• Sunday, April 16, 1944

    My dearest Kitty,
    Remember yesterday's date, since it was a red-letter day for me. Isn't it an important day for every girl when she gets her first kiss? Well then, it's no less important to me. The time Bram kissed me on my right cheek or Mr. Woudstra on my right hand doesn't count. How did I suddenly come by this kiss? I'll tell you.
    Last night at eight I was sitting with Peter on his divan and it wasn't long before he put an arm around me. (Since it was Saturday, he wasn't wearing his overalls.) "Why don't we move over a little, " I said, "so I won't keep bumping my head against the cupboard."

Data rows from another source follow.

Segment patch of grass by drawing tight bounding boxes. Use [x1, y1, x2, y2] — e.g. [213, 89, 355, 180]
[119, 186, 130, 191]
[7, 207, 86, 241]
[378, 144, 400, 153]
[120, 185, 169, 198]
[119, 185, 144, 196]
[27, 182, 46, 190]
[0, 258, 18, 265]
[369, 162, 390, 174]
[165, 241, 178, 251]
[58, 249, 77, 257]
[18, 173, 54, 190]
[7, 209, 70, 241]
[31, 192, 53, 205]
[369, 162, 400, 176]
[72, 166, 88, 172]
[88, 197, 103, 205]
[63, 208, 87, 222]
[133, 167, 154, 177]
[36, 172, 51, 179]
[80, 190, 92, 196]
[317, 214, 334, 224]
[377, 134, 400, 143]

    He moved so far over he was practically in the corner. I slipped my arm under his and across his back, and he put his arm around my shoulder, so that I was nearly engulfed by him. We've sat like this on other occasions, but never so close as we were last night. He held me firmly against him, my left side against his chest; my heart had already begun to beat faster, but there was more to come. He wasn't satisfied until my head lay on his shoulder, with his top of mine. I sat up again after about five minutes. but before long he took my head in his hands and put it back next to his. Oh, it was so wonderful. I could hardly talk, my pleasure was too intense; he caressed my cheek and arm, a bit clumsily, and played with my hair. Most of the time our heads were touching.
    I can't tell you, Kitty, the feeling that ran through me.
    I was too happy for words, and I think he was too.
    At nine-thirty we stood up. Peter put on his tennis shoes so he wouldn't make much noise on his nightly round of the building, and I was standing next to him. How I suddenly made the right movement, I don't know, but before we went downstairs, he gave me a kiss, through my hair , half on my left cheek and half on my ear. I tore downstairs without looking back, and I long so much today.
    Sunday morning, just before eleven.